Go to http://www.theartoftheblog.com for my new site.

10/02/2003

Poor or Not Poor? Depends on Who you Ask . . .

Poor or Not Poor? Depends on Who you Ask . . .


Bruce Bartlett: What is poor?

In a supplementary report that got no press attention, the Census Bureau looked at some of these new necessities and their ownership by the poor. It turns out that many poor people today own appliances that were considered luxuries when I grew up, and some would still be considered luxuries today. For example, 91 percent of those in the lowest 10 percent of households -- all of whom are officially poor -- own color TVs; 74 percent own microwave ovens; 55 percent own VCRs; 47 percent own clothes dryers; 42 percent own stereos; 23 percent own dishwashers; 21 percent own computers; and 19 percent own garbage disposals.

When I grew up in the 1950s, only the wealthy owned color TVs, clothes dryers, stereos, dishwashers and disposals. These were all considered luxuries. We got by with black and white TVs, hanging our wet cloths on a line to dry, washing dishes by hand and throwing our potato peels in a pail instead of down the drain. So did most other middle-class families. Not even the wealthiest people owned microwave ovens, VCRs or computers. . . .
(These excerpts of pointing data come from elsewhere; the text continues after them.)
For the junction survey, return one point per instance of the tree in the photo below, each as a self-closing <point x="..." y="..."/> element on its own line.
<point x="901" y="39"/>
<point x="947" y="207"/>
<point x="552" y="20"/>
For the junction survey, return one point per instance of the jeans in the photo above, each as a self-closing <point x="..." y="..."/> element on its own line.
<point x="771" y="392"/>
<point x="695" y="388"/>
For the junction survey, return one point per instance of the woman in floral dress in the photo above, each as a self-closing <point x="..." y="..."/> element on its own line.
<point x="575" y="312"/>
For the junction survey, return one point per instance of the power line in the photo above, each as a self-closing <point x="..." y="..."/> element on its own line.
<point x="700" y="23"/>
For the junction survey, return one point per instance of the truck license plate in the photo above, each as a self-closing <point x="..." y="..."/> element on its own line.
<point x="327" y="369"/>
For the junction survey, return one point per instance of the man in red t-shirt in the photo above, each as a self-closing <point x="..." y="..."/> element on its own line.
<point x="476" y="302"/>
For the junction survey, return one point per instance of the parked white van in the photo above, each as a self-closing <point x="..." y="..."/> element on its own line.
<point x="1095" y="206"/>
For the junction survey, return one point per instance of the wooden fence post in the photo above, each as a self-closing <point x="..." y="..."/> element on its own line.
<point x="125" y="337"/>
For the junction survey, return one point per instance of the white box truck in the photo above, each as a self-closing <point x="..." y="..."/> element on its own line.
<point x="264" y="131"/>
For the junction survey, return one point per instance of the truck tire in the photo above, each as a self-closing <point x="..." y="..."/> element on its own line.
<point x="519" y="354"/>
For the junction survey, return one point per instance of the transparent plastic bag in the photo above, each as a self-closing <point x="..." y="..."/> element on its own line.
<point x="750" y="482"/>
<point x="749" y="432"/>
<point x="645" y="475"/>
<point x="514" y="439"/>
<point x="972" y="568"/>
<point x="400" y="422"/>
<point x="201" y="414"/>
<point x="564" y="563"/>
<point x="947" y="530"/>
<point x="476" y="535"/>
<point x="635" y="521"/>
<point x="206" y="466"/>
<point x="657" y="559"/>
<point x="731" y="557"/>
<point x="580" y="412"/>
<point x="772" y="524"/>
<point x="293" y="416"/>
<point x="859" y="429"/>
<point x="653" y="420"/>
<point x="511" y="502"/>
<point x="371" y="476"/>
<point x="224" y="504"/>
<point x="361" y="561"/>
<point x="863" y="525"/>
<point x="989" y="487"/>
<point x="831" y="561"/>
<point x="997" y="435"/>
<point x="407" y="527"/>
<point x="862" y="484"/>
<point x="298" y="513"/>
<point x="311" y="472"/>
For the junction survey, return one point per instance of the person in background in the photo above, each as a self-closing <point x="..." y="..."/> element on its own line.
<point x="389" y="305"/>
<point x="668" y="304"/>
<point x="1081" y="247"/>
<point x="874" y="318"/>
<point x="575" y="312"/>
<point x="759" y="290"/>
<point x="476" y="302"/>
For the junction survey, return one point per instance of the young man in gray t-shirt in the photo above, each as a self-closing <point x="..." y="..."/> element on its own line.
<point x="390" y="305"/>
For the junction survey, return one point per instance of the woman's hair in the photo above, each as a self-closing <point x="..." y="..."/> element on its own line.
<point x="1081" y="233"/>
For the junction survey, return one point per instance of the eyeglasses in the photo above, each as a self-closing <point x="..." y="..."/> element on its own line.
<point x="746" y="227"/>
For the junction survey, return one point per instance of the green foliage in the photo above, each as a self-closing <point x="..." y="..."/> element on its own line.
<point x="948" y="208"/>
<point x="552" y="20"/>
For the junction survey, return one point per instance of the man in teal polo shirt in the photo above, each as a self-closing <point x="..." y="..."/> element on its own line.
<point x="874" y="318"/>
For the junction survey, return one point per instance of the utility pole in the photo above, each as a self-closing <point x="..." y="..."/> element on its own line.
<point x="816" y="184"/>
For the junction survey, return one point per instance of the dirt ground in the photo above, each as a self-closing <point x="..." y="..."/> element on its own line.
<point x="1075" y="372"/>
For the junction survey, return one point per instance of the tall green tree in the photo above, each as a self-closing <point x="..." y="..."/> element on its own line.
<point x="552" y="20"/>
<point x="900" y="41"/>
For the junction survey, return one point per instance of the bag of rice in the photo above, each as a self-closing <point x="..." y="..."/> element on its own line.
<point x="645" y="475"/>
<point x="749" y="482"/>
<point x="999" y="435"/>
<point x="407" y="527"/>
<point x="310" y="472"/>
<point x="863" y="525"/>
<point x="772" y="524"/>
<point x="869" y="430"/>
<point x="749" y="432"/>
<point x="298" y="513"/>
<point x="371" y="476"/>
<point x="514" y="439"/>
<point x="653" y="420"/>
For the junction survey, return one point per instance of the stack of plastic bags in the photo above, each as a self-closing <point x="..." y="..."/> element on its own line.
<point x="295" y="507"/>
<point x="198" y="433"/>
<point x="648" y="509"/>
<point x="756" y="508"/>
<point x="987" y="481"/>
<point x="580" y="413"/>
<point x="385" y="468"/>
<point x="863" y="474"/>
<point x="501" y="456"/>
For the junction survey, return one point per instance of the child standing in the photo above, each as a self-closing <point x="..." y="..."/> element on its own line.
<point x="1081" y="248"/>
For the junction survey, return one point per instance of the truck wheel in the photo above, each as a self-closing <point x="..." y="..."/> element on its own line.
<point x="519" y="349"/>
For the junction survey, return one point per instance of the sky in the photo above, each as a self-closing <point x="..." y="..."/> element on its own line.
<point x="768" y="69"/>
The Census Bureau itself acknowledges serious limitations to its calculations. One problem is that it is required by law to use a measure of inflation that is known to overstate price increases. Using a corrected inflation measure would have lowered the poverty rate from 12.1 percent to 10.8 percent last year. The inclusion of income that is not now counted, such as noncash income transfers like food stamps, would lower the rate to just 7.5 percent.

Lastly, it is worth noting that few of the poor remain poor for very long. According to the Census Bureau, over half of all those classified as poor between 1996 and 1999 were so for less than four consecutive months. Eighty percent were poor for less than a year. This sort of income mobility means that our measures of income inequality are also overstated, according to a new Federal Reserve Bank of San Francisco study.